Per Process Healthcheck endpoints

https://blueprints.launchpad.net/nova/+spec/per-process-healthchecks

In many modern deployment frameworks, there is an expectation that an application can expose a health-check endpoint so that the binary status can be monitored. Nova currently does not provide a native way to inspect the health of its binaries which doesn’t help cloud monitoring and maintenance. While limited support exists for health checks via Oslo middleware for our WSGI based API binaries, this blueprint seeks to expose a local HTTP health-check endpoint to address this feature gap consistently for all Nova components.

Problem description

To monitor the health of a Nova service today requires experience to develop and implement a series of external heuristics to infer the state of the service binaries.

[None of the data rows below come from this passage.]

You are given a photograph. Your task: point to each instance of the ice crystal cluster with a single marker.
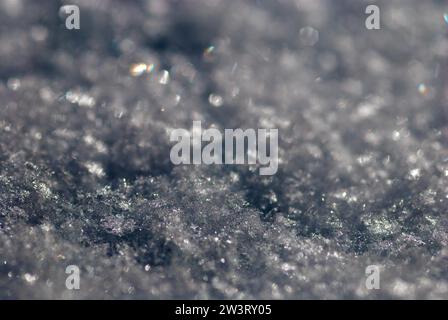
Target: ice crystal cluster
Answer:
(86, 178)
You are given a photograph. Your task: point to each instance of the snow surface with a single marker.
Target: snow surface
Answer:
(86, 179)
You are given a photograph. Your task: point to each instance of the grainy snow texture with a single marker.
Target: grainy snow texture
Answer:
(86, 178)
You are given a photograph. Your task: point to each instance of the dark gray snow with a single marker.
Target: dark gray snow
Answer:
(86, 178)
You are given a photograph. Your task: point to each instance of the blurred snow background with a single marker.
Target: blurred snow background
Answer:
(85, 175)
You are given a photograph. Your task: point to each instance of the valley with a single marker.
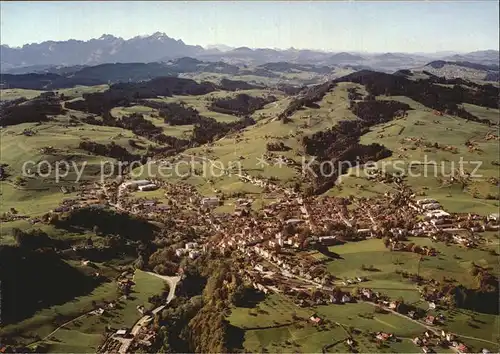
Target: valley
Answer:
(308, 221)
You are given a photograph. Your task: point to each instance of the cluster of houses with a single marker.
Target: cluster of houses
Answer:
(192, 249)
(141, 185)
(430, 339)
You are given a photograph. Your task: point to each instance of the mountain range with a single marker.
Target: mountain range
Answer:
(160, 47)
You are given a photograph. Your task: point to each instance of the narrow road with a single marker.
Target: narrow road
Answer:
(172, 284)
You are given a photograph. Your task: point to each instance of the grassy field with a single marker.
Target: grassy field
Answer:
(86, 333)
(13, 94)
(428, 168)
(452, 262)
(271, 325)
(40, 194)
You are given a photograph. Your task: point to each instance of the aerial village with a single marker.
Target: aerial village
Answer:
(275, 241)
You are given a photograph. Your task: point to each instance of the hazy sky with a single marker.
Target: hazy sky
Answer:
(419, 26)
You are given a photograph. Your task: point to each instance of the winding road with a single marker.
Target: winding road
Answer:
(172, 284)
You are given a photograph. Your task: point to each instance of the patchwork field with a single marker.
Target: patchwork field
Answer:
(85, 331)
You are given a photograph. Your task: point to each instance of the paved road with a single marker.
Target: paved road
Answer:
(172, 284)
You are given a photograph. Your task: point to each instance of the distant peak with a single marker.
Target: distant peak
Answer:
(159, 35)
(106, 37)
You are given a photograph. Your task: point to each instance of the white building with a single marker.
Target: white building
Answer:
(148, 187)
(135, 184)
(191, 245)
(210, 201)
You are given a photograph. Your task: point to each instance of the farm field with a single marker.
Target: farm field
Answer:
(271, 324)
(86, 332)
(428, 168)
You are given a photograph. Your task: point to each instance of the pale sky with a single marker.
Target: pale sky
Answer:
(374, 26)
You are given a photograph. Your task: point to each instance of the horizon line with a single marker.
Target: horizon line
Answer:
(205, 47)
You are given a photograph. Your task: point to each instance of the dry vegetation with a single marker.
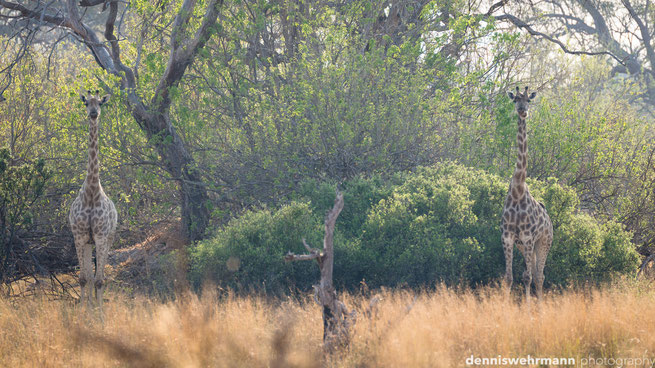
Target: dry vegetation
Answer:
(437, 328)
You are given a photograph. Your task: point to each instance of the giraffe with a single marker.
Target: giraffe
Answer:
(525, 221)
(92, 216)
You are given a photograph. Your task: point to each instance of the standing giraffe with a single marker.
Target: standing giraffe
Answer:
(92, 216)
(525, 221)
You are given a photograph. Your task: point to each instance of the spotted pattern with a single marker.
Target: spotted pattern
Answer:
(525, 221)
(92, 217)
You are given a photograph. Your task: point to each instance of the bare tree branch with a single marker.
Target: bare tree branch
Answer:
(521, 24)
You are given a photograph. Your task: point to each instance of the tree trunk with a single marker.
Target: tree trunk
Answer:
(337, 320)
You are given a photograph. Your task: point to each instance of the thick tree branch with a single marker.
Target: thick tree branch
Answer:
(36, 14)
(645, 34)
(579, 24)
(182, 53)
(521, 24)
(337, 320)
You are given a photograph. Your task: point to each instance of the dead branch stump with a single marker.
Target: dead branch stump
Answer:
(337, 320)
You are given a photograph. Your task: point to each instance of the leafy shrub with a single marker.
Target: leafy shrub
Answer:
(437, 223)
(21, 185)
(248, 252)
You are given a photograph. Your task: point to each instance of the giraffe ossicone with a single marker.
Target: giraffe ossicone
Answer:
(92, 216)
(525, 221)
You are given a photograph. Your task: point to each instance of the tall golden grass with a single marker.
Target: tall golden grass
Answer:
(439, 328)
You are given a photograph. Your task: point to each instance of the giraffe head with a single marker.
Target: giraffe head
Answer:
(521, 101)
(93, 103)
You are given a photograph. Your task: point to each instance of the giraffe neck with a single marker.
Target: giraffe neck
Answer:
(92, 182)
(520, 172)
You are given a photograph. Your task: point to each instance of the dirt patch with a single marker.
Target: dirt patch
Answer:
(146, 263)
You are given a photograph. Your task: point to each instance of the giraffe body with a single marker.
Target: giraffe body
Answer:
(525, 221)
(92, 216)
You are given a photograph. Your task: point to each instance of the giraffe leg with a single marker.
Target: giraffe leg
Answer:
(529, 266)
(84, 253)
(102, 250)
(508, 248)
(542, 255)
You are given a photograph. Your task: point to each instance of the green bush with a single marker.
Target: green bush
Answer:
(248, 252)
(437, 223)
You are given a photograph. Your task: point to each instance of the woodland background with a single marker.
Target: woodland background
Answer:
(239, 119)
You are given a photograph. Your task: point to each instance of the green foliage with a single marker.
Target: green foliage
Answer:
(21, 185)
(248, 252)
(435, 224)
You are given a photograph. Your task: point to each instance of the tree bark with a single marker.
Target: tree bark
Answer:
(153, 118)
(337, 320)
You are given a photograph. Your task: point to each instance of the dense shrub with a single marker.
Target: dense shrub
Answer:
(248, 252)
(434, 224)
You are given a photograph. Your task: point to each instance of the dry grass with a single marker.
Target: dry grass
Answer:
(442, 328)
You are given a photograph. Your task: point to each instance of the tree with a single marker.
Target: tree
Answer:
(152, 114)
(622, 30)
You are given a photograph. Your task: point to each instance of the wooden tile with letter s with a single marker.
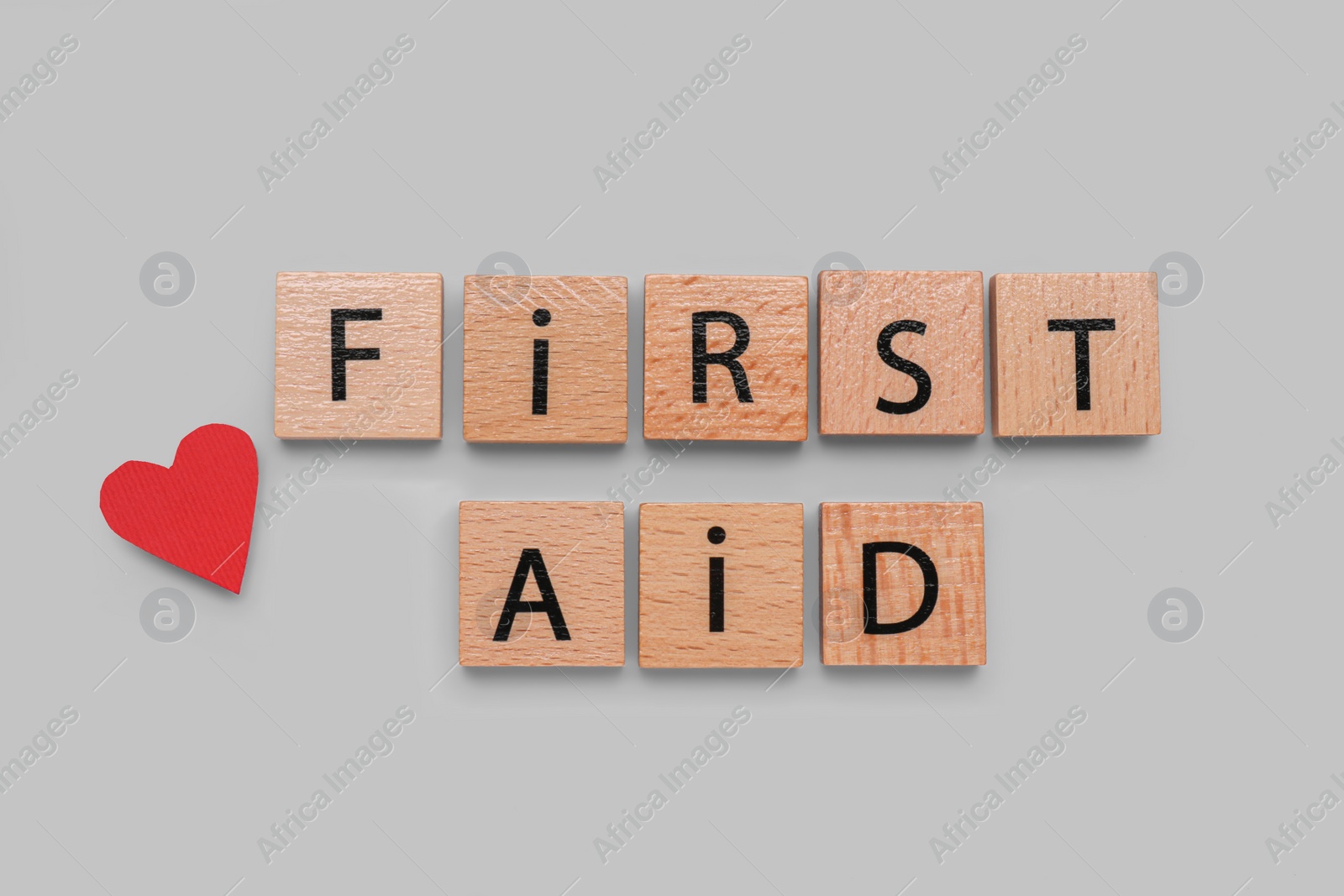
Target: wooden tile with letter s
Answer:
(1074, 355)
(358, 356)
(543, 359)
(542, 584)
(902, 352)
(904, 584)
(726, 358)
(721, 584)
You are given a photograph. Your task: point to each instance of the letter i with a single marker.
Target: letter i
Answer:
(541, 363)
(717, 537)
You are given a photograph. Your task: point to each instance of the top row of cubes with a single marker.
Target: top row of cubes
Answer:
(725, 356)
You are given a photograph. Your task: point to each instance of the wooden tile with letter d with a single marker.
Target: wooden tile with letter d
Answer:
(721, 584)
(542, 584)
(358, 356)
(904, 584)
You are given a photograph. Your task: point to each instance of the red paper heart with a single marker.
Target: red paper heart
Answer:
(197, 513)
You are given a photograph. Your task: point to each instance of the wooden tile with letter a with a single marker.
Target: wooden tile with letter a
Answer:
(1074, 355)
(358, 356)
(543, 359)
(542, 584)
(904, 584)
(721, 584)
(902, 352)
(726, 358)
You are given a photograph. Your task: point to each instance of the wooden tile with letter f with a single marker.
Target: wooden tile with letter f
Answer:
(904, 584)
(358, 356)
(542, 584)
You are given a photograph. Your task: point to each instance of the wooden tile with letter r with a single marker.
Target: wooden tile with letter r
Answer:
(1074, 355)
(904, 584)
(543, 359)
(358, 356)
(902, 352)
(726, 358)
(721, 584)
(542, 584)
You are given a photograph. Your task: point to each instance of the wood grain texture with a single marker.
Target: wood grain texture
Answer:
(400, 396)
(763, 586)
(855, 308)
(776, 360)
(582, 546)
(1034, 390)
(952, 535)
(586, 338)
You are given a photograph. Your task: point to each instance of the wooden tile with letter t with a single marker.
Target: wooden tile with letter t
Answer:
(1074, 355)
(726, 358)
(543, 359)
(904, 584)
(902, 352)
(358, 356)
(542, 584)
(721, 584)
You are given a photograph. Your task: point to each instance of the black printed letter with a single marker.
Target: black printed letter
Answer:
(701, 359)
(870, 587)
(541, 363)
(514, 604)
(340, 354)
(1082, 355)
(924, 385)
(716, 535)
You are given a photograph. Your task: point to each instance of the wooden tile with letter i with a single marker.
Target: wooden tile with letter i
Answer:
(721, 584)
(902, 352)
(542, 584)
(358, 356)
(543, 359)
(904, 584)
(726, 358)
(1074, 355)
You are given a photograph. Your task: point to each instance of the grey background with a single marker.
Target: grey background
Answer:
(820, 141)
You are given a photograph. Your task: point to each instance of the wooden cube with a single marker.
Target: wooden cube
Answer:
(358, 356)
(542, 584)
(904, 584)
(1074, 355)
(902, 352)
(726, 358)
(543, 359)
(721, 584)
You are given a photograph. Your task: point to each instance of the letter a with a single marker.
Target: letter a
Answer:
(531, 562)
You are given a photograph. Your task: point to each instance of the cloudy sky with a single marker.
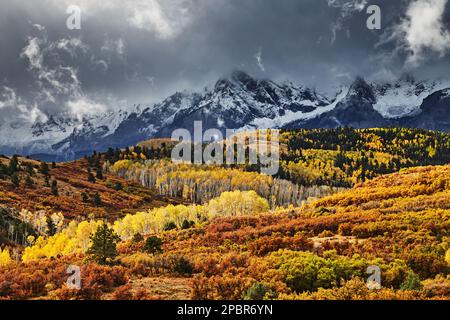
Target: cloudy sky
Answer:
(140, 51)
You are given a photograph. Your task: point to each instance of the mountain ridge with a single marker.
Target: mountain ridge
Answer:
(238, 102)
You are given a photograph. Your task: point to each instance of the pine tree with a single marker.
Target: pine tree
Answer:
(91, 177)
(13, 165)
(47, 181)
(103, 249)
(153, 245)
(15, 179)
(51, 228)
(29, 181)
(85, 197)
(44, 168)
(97, 199)
(99, 173)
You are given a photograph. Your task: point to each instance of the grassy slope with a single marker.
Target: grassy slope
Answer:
(72, 181)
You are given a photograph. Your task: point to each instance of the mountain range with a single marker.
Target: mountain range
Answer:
(238, 102)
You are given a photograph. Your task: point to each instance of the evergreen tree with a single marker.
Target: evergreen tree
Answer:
(153, 245)
(91, 177)
(97, 199)
(15, 179)
(44, 168)
(85, 197)
(29, 181)
(13, 165)
(103, 249)
(51, 228)
(47, 181)
(99, 173)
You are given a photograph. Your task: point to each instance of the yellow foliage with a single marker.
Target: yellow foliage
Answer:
(5, 258)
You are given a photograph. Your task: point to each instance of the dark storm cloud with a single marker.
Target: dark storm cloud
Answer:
(141, 51)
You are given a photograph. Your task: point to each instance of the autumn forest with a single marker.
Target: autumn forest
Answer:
(138, 226)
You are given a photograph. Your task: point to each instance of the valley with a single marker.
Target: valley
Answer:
(344, 200)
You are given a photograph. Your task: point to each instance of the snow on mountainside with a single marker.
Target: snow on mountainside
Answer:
(404, 97)
(238, 102)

This can be as simple as checking the service status for those with heartbeats or can comprise monitoring log output via a watchdog and restarting the service if no output is detected after a protracted period. Processing the logs for known error messages and executing a remediation script or other methods that are easy to do incorrectly are also common.

This is also quite unfriendly to new Nova users who have not gained enough experience with operating Nova to know what warning signs they should look for such as inability to connect to the message bus. Nova developers however do know what some of the important health indicators are and can expose those as a local health-check endpoint that operators can use instead.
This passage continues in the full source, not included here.